[Mesa-dev] [PATCH 3/8] i965: Faking the ETC2 compression on Gen < 8 GPUs using two miptrees.

Nanley Chery nanleychery at gmail.com
Fri Jan 18 23:32:02 UTC 2019


On Mon, Nov 19, 2018 at 10:54:07AM +0200, Eleni Maria Stea wrote:
> GPUs Gen < 8 cannot render ETC2 formats. So far, they converted the
> compressed EAC/ETC2 images to non-compressed RGB format images that they
> can render. When GetCompressed* functions were called, the pixels were
> returned in the RGB format and not the compressed format as expected.
> 
> Trying to fix this problem, we use the shadow miptree to store the
> decompressed data for the rendering and the main miptree to store the
> compressed. We use the BRW_MAP_ETC_BIT as a flag to indicate when we
> use the fake compression in order to map the main tree with the
> compressed data. The functions that upload the compressed data as well
> as the mapping/unmapping functions are now updated to use this flag.

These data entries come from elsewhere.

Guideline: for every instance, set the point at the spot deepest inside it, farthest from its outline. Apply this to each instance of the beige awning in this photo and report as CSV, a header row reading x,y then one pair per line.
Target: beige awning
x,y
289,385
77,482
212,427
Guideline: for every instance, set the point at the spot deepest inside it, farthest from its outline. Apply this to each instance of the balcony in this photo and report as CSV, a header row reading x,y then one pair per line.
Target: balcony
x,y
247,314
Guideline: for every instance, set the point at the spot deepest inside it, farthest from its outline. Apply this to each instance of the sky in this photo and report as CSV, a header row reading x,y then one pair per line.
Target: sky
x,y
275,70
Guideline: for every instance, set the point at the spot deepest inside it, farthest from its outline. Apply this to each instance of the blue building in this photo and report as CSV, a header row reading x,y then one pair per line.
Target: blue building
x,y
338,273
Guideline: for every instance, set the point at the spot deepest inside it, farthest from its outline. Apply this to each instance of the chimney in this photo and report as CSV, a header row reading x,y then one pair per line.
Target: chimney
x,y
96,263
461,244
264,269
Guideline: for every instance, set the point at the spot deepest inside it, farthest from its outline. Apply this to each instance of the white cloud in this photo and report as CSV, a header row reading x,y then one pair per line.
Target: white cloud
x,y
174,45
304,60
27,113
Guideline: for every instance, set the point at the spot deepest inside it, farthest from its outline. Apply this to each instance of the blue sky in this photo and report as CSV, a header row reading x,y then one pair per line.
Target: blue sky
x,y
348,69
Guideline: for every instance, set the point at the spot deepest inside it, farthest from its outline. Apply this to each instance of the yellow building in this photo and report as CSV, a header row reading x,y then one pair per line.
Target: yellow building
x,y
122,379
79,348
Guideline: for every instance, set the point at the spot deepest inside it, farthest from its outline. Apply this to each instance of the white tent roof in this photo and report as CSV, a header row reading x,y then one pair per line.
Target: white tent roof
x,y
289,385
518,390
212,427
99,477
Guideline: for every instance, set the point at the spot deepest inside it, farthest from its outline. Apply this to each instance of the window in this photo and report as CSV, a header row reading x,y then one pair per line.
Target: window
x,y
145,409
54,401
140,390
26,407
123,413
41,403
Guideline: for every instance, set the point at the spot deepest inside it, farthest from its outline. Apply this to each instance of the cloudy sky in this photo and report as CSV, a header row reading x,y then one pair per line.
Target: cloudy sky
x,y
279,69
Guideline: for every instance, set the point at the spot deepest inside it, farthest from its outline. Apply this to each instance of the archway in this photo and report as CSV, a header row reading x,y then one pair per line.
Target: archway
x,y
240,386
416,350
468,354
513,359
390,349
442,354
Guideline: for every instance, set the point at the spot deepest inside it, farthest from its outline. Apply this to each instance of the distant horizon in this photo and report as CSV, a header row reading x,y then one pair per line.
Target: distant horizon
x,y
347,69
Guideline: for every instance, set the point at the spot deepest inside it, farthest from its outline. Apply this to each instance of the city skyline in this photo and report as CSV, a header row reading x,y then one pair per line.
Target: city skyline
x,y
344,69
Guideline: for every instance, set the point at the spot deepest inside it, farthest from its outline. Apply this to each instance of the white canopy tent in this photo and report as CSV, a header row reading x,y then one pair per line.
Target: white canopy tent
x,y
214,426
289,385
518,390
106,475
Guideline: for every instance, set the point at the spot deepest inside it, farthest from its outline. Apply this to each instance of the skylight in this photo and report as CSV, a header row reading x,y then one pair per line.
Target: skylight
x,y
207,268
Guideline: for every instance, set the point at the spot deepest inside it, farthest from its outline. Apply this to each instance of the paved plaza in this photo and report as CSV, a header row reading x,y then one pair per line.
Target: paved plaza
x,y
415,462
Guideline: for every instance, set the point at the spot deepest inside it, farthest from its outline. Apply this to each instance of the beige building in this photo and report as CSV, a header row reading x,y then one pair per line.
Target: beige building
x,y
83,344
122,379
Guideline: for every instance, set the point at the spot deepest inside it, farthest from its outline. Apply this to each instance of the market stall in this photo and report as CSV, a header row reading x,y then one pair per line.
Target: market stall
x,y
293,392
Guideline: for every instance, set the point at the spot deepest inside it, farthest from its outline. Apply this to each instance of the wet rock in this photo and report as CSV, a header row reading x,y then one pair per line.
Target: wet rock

Did you mean sample instead of render?

> ---
>  .../drivers/dri/i965/brw_wm_surface_state.c   | 26 +++++-
>  src/mesa/drivers/dri/i965/intel_mipmap_tree.c | 73 +++++++++++++--
>  src/mesa/drivers/dri/i965/intel_mipmap_tree.h | 17 ++++
>  src/mesa/drivers/dri/i965/intel_tex_image.c   | 45 ++++++++-
>  src/mesa/main/texstore.c                      | 92 +++++++++++--------
>  src/mesa/main/texstore.h                      |  9 ++
>  6 files changed, 204 insertions(+), 58 deletions(-)
> 
> diff --git a/src/mesa/drivers/dri/i965/brw_wm_surface_state.c b/src/mesa/drivers/dri/i965/brw_wm_surface_state.c
> index e214fae140..4d1eafac91 100644
> --- a/src/mesa/drivers/dri/i965/brw_wm_surface_state.c
> +++ b/src/mesa/drivers/dri/i965/brw_wm_surface_state.c
> @@ -329,6 +329,17 @@ brw_get_texture_swizzle(const struct gl_context *ctx,
>  {
>     const struct gl_texture_image *img = t->Image[0][t->BaseLevel];
>  
> +   struct brw_context *brw = brw_context((struct gl_context *)ctx);
> +   const struct gen_device_info *devinfo = &brw->screen->devinfo;
> +   bool is_fake_etc = _mesa_is_format_etc2(img->TexFormat) &&
> +                      devinfo->gen < 8;
> +
> +   mesa_format format;
> +   if (is_fake_etc)
> +      format = intel_lower_compressed_format(brw, img->TexFormat);
> +   else
> +      format = img->TexFormat;
> +

Why is modifying this function necessary?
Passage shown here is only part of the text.